Olivia’s POV
Pity. That was the first thing I felt watching Anita beg for death. But as quickly as it came, pity was replaced with anger. Hot, sharp, bone-deep anger. It was as if my wolf was replaying every wound Anita had carved into me. Every humiliation. Every betrayal. If she had been given the chance to drive a dagger through my heart, she would’ve done it without hesitation. I knew that. She would not have pitied me. So why should I pity her?
My jaw tightened, and my nails dug into my hands. The sound of her voice—weak, begging, echoed in the dungeon like a sad cry. But all it did was remind me of how many times she laughed while I cried.
"Good girl," my wolf purred, her voice fierce and pleased. "Don’t forget who she is. Don’t forget what she’s done."
I stared at Anita’s frail body slumped in chains, my chest rising and falling with uneven breaths. For a fleeting second, I wondered if I should tell my brother, if I should grant her request for mercy. But the thought twisted in me like a blade. Mercy for her? After everything?
No.
I took a slow step closer to the bars, meeting her hollow gaze with mine. "You want death?" I whispered, my voice low, almost trembling with the pain inside me. "You should’ve thought of that when you made me wish for mine."
Anita sobbed loudly, her body shaking as she pulled weakly against the chains. "Please, Olivia... please just let me die. You’ve won. You’re the winner. What more will you gain by leaving me like this?" she choked with pain.
My lips twisted into a bitter smile. "Everything. I will gain everything."
I stepped closer to the bars, letting her see the hate burning in my eyes. "Anita, your death would be too easy. Too quick. Too merciful. But keeping you alive?" My voice dropped into a low whisper. "That means you will feel what I felt. The helplessness. The shame. The endless days where every breath is a curse."
Her face crumpled as she shook her head, tears streaking down her hollow cheeks. "No, please... don’t do this. I was wrong. I know I was wrong!"
"And that is why you will pay for your wrongdoings." My chest rose and fell heavily, my wolf pacing inside me, her growl vibrating with satisfaction.
"Do you hear that?" I whispered, leaning closer to the bars. "That’s my wolf. And she’s not begging for your death. She’s savoring your suffering."
Anita’s cries filled the dungeon, echoing off the walls. But I didn’t flinch. I didn’t let my heart soften.
Because for once, I wasn’t the broken one. She was. And I wasn’t going to let her escape so easily.

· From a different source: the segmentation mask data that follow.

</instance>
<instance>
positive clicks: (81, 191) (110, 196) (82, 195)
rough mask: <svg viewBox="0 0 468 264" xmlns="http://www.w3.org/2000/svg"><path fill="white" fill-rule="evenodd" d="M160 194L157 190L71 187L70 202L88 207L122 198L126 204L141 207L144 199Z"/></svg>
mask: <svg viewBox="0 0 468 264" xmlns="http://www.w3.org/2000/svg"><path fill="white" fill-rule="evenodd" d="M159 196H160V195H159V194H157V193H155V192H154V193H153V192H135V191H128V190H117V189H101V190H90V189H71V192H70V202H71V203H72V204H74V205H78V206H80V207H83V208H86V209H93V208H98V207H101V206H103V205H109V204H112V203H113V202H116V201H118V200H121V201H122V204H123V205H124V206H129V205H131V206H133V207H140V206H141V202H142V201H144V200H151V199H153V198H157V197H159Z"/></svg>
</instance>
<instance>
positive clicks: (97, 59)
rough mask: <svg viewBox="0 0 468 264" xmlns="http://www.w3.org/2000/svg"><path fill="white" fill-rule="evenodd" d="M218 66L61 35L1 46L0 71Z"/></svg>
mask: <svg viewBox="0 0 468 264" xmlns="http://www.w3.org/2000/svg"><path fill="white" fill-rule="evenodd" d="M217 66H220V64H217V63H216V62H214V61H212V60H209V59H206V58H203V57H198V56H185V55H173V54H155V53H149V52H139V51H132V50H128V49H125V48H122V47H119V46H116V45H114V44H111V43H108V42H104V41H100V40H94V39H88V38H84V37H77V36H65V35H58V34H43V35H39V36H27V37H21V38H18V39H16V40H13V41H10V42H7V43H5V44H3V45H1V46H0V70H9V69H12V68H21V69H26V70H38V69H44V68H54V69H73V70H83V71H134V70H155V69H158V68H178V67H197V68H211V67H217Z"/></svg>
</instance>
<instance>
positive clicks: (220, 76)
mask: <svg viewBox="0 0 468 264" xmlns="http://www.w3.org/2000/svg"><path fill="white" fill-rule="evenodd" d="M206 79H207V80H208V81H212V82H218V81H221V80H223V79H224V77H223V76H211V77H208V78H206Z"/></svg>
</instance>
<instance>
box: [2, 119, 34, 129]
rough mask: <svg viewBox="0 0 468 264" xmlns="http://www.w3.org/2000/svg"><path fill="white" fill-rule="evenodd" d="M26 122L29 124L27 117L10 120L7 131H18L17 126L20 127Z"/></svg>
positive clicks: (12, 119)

"Have a nice day, Anita," I said and didn’t wait to listen to her cries before storming out of the dungeon. Her loud cries filled the dungeon, but I ignored them. For once I didn’t want to be that kind-hearted girl everyone knew me to be. Maybe if I started hardening my heart, people would stop trampling on me like a rag. Speaking of that, I had to focus on Frederick. I couldn’t be called the special one and fall so easily to him. There had to be a way. There had to be something.
With that thought burning in my chest, I teleported to the witch hunt. She was already seated on the ground, her head bowed low, lips moving in heavy incantations.